By Matthew Patterson
Editor’s Note: Matthew Patterson is the Research and Policy Coordinator for Equality Louisiana, one of many groups that has worked to advance LGBTQ rights in Louisiana. DIG Magazine asked Patterson to share his thoughts on the SCOTUS decision.
Being part of history feels… weird.
The pyramids are history. The Constitutional Convention is history. But for my part, I just turned 30, and I kind of thought I still had things to do before we closed this chapter. It’s profoundly disorienting to think that my kids are going to complain about memorizing the spelling of Obergefell v. Hodges for a social studies test someday. It’s too much to take in.
Maybe other people are more used to putting profound moments like this in the proper global context in their minds. I find that I almost have to look at it from the side. I have to focus on the smaller details to get any meaning out of the big picture.
Suddenly the family driving across the South to visit Grandma doesn’t have to worry that their legal relationship will dissolve as they cross state lines. Two women in Vernon Parish don’t have to worry that their multigenerational extended family won’t be able to come to their wedding, because they don’t have to have their wedding a thousand miles away. Florists and caterers are about to get a permanent boost to their livelihoods. Government employees who have been required to deny their consciences and pretend they don’t recognize their neighbors as equal in the eyes of the law can finally go to work with a light heart.
Those are the things that make the big challenging ideas have any meaning. Not that I don’t appreciate Justice Kennedy’s sweeping words about history and the law and the proper role of the democratic process, or, as he put it, marriages that embody “the highest ideals of love, fidelity, devotion, sacrifice, and family.” These things are important, but I can’t see them apart from the people who bring them into being.
There’s no democracy without individuals working together for our mutual benefit. There’s no love or sacrifice or marriage or family in the abstract, floating around for a scientist to capture and unambiguously characterize—there are just people whose actions toward each other and the world demonstrate those wonderful and terrible words.
The big ideas matter, of course. The Supreme Court’s decision this week relies on a lot of them. “We the People of the United States, in Order to form a more perfect Union,” the Constitution starts, and if there’s a bigger and more impossible idea than forming a “perfect Union,” I don’t know what it could be. I know the men who wrote that can’t have understood it the way I do—they weren’t even willing to grant that all of the human beings living in the United States who were in fact people—but they left themselves, and us, enough room to do better.
See, even the fundamental law of the land acknowledges what I was trying to say earlier. The Constitution says that the people are what matter, not just the ideas, and we collectively have the power and responsibility to build a “more perfect” future.

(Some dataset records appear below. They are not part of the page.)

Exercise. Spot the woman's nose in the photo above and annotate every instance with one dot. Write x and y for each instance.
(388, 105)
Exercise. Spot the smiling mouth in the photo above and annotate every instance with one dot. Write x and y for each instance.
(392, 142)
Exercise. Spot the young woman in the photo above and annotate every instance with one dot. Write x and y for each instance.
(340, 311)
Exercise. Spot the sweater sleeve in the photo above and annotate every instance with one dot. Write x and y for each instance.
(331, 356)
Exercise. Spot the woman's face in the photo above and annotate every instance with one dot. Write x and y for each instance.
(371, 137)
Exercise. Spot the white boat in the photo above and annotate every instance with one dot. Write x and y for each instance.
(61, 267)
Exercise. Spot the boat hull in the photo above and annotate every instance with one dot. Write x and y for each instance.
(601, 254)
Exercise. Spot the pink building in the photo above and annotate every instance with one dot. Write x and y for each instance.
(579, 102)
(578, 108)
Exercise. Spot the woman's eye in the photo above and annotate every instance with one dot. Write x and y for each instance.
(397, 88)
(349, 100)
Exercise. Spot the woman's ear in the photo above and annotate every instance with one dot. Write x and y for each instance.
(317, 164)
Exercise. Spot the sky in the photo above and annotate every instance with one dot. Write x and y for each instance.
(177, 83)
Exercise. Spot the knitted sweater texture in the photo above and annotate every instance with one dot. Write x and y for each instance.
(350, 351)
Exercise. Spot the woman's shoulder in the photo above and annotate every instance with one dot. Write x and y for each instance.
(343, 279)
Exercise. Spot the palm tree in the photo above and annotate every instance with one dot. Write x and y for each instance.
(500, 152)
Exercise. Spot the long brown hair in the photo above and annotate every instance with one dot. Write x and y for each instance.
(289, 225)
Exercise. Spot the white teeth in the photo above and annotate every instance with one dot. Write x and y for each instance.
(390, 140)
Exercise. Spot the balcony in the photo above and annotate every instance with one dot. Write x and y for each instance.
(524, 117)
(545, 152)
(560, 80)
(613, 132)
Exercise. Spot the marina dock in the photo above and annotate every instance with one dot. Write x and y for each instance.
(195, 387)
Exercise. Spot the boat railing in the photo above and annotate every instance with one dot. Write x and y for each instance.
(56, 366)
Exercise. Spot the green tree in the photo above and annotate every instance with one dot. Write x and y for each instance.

We’re not meant to admire it from afar—our work, all the mundane everyday stuff, is in there from the very start.
So the Supreme Court can rule that marriage equality is the law of the land, but it can’t oversee the million details that turn legal equality for same-sex couples from an abstract idea into a lived reality across the country. The best they can do is say “this is what the big picture has to look like”—we have to make sure the rest of it gets filled in. Your kids aren’t going to memorize that along with the name and date of the case, but without us doing this work, the Court’s opinion won’t matter enough for them to learn about it. So let’s celebrate, and then let’s clean up from the party and move on to the next one… knowing that now more than ever, our unions—both political and personal—are a little bit more perfect.